Anne van Dalen

130 I Chapter 4 Team debriefing comment notes Suboptimal communication During the debriefings the team realized that it is important to timely and regularly provide updates on the progress of the procedure or patient’s status. It became clear that often surgeons felt there was no reason to communicate progress as it was assumed by them this would lead to irrelevant communication. Or it was assumed that an event, such as a minor bleeding or a longer period of hypotension, was irrelevant to know for others as it was believed not to acquire their specific or immediate attention. During debate, it was realized that these assumptions often proved to be false. Surgeons also often assumed that other team members, and the anesthesiologists in particular, could clearly hear the surgeon asking questions or giving directions. During the debriefings surgeons came to realize this was usually not the case. Directions got lost in the chatter and noises generated by equipment in the OR. Team members realized that the closed- loop communication technique -which was often not followed- , deserves to be respected in order to avoid miscommunication. Safety and reliability issues Risks to the sterile field were discussed, such as the surgeon holding the instrument under the armpit during a quick instrument change, instead of handing it over to the scrub nurse.
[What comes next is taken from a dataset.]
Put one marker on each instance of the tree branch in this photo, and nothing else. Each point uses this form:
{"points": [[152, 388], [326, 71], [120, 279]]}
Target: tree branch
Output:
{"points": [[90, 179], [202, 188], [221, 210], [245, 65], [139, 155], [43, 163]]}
As a result of the debriefing, this particular surgeon became aware of this, and changed her operative set-up. They decided that in the future, the scrub nurse should actually stand on the right, instead of the left side. This was believed to result in a more efficient workflow and better teamwork, subsequently reducing chances of severing sterility. During the debriefings, it was repeatedly noticed that the team did not report a monitor malfunction to the technical staff. This resulted in a recurring sterile field breach every time the monitor ‘ran away’ thereby accidently touching the sterile drape. No one felt responsible enough to report the malfunction, because there was no protocol indicating who is actually responsible for reporting faulty equipment.